The creation of Urban Dystopia
Sometimes a project just presents itself. Unlike prior projects, where I was actively pursuing a certain type of imagery with a theme in mind, this project evolved organically. For Urban Dystopia I didn’t do brainstorming of any kind, I didn’t have to think of a theme.
As the photos were coming back from the lab throughout the year, it kind of grew on me. I did not yet know where it was going, but I knew that some of these images, although on first look very different, had a strong common ground. They were all breathing the same atmosphere, one of desolation and some despair, of emptiness, of detachment. And because they were (almost) all shot with the same camera on the same type of film, they share the same raw aesthetics that I apparently subconsciously was after.

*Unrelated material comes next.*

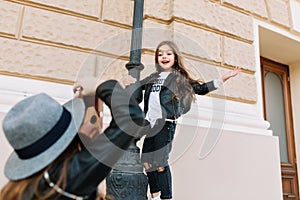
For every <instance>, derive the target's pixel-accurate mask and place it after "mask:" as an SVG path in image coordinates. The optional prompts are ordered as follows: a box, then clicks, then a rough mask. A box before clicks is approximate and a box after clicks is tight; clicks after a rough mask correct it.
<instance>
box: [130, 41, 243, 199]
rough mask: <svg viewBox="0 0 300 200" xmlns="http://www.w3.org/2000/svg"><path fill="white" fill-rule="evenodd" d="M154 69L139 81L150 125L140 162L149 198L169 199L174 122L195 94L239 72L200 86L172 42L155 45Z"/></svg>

And so Urban Dystopia was born. An attempt to reveal a growingly detached society. The project reflects the preposition that modern society is in a continuous state of detachment, and, as such, shows scenes of desolation and mirrors feelings of emptiness.
To keep their raw aesthetics all pictures were almost completely done in-camera, that means almost no cropping and no post-processing, and they were all done on film. They are a true representation of endlessly walking both the inner-city and the outskirts of Berlin and parts of Paris. Most pictures were framed and shot in a split second which explains their casual, documentary-like style. None of them were staged. They are an unmodified registration of the scenes that took place on my journeys through the city, and reflect a part of modern life in the city.
So here is Urban Dystopia, as soon featured in BANGBANGZINE issue 3.
Original post: Jan 15, 2019
Update september 2019: Urban Dystopia as a series has won two honourable mentions at the International Photo Awards 2019. One in the category Film / Analog and one in the category People / Street Photography.